その瞬間だった。神威が冷たい手で掴んでいた神楽の腕が凄まじい力で引かれ、持っていたカッターナイフは神威の腹部に突き刺さった。ズッ、と鈍い音が耳の奥に雪崩れ込み、肉を突き抜ける生々しい感触が神楽の手に伝わってくる。


「ひっ……!?」


神楽は思わず手を放した。ボタボタと赤黒い血液が足元の水溜まりに溶けていく。無表情の神威の前で、神楽はぺたんと地面に座り込んだ。


「……そんな……お、お前っ……何でっ……!」


取り乱しながら、あの日の光景が脳裏に鮮明にフラッシュバックする。噴き出す赤い血、倒れる父親、転がっている片腕。どくどくと鼓動が音を立て、嫌な汗が全身から噴き出す。


「う……あ、ああ……!」

「……ね?人なんか刺したところで何も得なんかないでしょ?」


腹部に刺さったカッターナイフを引き抜くと、そこから更に血液が溢れた。それを気に止めることなく、神威は神楽に近寄る。
神楽は地面に座り込み、ボロボロと涙をこぼしながら震えていた。


「ほんと、度胸のないやつ。出来ないくせに殺すとか言い張って」

「……っ、来るな」

「結局お前は逃げたいだけなんだよ。泣くしか出来ない俺の可哀想な人形だから」

「来るなァ!」


悲痛な叫びがその場に響く。そして神楽は公園の裏山に向かって走り出した。

心音だけがバクバクと耳障りで、雨と涙のせいで視界がはっきりしない。怖くて怖くて必死に走った。あの日もこうやって走っていた。
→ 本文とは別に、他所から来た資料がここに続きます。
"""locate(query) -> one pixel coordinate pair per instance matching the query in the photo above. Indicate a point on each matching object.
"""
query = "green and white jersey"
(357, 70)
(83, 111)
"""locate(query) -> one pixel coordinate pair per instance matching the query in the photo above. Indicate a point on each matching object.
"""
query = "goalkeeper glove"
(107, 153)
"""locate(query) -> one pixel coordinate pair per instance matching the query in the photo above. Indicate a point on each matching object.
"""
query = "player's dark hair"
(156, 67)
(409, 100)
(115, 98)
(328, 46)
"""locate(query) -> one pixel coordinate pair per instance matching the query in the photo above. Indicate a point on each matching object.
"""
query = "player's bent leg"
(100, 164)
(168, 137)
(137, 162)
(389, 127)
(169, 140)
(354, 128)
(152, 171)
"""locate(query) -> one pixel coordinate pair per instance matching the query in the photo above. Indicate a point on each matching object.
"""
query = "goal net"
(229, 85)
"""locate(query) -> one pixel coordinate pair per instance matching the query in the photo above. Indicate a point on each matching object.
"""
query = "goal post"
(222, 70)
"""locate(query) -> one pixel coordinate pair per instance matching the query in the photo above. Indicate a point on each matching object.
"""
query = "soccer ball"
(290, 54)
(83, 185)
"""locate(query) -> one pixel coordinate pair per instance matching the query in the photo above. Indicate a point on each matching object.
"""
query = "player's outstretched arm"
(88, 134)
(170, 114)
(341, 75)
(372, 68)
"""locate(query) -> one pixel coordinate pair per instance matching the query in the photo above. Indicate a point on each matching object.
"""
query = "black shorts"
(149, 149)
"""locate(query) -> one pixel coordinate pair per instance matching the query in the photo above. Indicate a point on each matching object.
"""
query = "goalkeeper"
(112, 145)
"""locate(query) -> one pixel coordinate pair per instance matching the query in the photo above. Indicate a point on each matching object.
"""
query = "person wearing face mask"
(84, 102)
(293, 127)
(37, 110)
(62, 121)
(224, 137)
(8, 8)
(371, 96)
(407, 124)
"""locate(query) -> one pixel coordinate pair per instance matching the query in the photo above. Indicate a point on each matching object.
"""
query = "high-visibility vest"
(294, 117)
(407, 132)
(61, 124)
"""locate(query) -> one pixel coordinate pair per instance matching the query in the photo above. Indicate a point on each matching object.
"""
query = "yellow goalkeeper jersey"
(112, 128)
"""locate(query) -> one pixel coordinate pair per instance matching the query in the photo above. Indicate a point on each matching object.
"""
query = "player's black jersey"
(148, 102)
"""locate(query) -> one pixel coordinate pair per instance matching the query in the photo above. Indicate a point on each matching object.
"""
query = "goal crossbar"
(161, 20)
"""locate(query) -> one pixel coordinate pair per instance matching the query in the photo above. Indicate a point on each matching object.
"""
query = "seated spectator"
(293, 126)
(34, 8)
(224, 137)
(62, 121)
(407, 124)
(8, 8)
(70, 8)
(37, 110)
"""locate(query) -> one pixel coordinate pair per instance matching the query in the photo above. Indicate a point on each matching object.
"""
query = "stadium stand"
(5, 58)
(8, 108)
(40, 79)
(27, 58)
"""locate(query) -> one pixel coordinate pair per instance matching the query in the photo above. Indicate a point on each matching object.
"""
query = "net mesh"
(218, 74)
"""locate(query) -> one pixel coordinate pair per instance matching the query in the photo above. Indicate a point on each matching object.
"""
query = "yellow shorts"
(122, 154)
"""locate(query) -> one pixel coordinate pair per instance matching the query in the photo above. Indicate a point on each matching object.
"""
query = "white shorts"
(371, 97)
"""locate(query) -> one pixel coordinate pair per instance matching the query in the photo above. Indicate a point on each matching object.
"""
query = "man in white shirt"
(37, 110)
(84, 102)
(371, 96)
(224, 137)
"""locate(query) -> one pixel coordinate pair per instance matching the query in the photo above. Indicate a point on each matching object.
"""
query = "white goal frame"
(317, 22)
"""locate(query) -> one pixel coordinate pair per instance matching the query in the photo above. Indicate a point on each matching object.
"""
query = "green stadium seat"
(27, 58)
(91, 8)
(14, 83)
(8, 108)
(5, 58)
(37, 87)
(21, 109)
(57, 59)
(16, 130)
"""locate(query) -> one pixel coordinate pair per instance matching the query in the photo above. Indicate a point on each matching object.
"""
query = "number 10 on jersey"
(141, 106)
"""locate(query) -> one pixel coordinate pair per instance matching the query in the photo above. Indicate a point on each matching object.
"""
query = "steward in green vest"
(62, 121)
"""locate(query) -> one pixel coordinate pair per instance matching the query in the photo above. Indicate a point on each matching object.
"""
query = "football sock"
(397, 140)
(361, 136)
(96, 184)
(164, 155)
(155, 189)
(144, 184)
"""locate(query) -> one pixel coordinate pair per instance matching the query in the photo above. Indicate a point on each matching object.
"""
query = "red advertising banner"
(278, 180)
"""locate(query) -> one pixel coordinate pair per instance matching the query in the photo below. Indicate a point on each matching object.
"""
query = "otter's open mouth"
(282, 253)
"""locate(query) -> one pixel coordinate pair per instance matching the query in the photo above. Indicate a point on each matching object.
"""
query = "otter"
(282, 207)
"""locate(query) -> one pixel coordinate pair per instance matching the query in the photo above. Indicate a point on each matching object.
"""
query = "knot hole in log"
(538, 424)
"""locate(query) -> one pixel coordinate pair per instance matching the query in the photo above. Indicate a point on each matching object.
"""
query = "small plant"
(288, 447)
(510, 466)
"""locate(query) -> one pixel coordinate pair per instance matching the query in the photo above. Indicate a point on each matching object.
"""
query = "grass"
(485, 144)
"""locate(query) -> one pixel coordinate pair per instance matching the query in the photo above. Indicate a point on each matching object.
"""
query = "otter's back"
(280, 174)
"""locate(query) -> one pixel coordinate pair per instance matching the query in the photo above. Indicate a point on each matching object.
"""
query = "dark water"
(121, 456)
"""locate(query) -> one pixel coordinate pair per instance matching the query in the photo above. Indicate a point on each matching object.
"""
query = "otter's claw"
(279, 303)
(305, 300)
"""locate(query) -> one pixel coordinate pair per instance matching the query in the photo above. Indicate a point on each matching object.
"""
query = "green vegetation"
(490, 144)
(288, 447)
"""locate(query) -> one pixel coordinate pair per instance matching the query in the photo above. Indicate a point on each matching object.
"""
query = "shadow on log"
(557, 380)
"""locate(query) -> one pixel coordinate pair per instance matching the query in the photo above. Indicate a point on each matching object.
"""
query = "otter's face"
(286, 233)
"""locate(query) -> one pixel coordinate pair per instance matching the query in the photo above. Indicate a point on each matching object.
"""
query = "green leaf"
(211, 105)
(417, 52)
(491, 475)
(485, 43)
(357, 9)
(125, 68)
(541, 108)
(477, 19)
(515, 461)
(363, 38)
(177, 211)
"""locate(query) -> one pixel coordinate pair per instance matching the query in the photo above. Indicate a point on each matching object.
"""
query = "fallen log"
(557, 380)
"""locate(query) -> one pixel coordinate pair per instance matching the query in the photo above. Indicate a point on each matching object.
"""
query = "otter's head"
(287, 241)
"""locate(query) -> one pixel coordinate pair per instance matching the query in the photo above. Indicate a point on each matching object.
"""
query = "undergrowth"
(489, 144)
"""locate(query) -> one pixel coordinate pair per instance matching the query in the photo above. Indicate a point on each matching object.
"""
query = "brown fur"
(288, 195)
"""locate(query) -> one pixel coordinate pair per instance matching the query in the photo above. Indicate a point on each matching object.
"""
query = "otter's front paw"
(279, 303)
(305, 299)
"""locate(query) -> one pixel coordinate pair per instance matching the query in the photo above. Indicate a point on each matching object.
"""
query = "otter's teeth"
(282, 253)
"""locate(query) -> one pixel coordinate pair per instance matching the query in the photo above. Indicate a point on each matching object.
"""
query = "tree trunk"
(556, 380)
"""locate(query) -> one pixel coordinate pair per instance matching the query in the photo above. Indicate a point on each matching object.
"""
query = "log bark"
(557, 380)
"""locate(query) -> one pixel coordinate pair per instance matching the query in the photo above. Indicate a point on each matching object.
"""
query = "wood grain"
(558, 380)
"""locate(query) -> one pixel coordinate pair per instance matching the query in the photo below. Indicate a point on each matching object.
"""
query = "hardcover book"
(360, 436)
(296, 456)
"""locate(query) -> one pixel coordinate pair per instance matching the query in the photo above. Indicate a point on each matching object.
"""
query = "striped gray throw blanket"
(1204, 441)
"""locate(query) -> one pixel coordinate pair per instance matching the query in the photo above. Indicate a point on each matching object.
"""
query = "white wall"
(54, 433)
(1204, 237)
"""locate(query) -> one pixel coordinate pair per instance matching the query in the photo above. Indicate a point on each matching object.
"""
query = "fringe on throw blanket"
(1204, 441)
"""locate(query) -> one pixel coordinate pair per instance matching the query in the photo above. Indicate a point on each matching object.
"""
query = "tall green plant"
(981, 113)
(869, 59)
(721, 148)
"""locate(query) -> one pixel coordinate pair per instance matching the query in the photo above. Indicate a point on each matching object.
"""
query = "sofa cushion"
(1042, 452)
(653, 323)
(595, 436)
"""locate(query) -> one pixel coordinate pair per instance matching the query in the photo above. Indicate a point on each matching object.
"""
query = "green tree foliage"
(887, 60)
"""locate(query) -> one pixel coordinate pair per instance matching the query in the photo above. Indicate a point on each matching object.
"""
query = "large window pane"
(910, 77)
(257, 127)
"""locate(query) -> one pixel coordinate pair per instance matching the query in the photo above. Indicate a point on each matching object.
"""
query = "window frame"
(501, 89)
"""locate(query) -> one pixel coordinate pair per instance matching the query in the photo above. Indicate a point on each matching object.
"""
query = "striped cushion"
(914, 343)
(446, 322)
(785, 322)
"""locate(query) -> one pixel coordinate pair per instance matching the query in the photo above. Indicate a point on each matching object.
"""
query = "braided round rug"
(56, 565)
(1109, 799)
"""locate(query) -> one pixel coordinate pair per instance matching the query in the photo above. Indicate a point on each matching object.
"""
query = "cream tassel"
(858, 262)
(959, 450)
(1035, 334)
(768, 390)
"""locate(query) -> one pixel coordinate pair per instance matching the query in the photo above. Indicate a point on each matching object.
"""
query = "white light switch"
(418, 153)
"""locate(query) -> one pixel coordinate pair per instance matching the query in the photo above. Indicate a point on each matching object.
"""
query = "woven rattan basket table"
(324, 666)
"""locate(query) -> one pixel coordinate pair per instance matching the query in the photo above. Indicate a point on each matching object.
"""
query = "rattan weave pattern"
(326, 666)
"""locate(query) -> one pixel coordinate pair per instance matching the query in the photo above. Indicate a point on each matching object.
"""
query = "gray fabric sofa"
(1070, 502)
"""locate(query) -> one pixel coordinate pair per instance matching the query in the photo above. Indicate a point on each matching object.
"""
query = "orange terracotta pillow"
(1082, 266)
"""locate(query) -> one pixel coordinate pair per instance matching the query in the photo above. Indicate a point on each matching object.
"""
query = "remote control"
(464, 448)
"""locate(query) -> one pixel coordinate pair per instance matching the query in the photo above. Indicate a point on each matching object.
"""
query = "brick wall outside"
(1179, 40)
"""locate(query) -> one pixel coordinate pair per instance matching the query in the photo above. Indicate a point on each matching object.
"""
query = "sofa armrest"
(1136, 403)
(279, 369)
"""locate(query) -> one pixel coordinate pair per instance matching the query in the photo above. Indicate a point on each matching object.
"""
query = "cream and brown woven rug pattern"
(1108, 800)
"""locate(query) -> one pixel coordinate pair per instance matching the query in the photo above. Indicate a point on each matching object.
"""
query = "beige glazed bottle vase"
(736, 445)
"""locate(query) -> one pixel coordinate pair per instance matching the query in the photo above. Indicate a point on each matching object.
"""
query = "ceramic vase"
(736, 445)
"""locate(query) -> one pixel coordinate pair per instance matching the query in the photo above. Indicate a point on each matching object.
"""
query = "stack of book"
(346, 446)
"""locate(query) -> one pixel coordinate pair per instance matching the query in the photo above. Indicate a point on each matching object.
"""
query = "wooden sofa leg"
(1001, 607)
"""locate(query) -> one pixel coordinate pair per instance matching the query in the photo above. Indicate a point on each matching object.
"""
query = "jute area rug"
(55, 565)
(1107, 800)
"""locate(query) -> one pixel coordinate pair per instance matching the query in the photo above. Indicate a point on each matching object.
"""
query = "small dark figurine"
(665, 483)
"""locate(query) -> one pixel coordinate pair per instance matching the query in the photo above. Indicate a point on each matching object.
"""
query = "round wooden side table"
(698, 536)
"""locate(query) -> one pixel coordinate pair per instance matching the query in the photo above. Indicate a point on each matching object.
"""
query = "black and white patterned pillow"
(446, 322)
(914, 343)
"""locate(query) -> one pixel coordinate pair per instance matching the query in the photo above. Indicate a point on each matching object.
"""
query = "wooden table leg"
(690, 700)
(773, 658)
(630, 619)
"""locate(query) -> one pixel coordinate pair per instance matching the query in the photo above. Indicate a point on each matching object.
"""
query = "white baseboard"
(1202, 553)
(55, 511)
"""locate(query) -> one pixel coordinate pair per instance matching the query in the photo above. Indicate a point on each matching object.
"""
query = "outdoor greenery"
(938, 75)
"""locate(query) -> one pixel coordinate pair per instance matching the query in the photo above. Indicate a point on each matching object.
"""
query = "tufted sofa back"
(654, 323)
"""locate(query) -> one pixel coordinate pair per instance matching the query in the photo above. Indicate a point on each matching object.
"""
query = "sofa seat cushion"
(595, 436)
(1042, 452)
早くしないとあいつがやって来る。あいつがやって来て私の腕を掴んで、そして──


──ガシッ


「!!」


不意に腕を掴まれ、神楽の体は震え上がった。掴まれた腕を振り払おうと抵抗するが全く歯が立たない。というより、先程の肉を突き刺す感触がまだ残っているため全く力が入らない。


「離せヨ!このっ……」


とうとう拳を振り上げる。すると腕を掴んでいる人物が大声で制止を呼び掛けた。


「待て待て!チャイナ、俺だ!」

「……え?」


ピタリ。拳は空中で動きを止める。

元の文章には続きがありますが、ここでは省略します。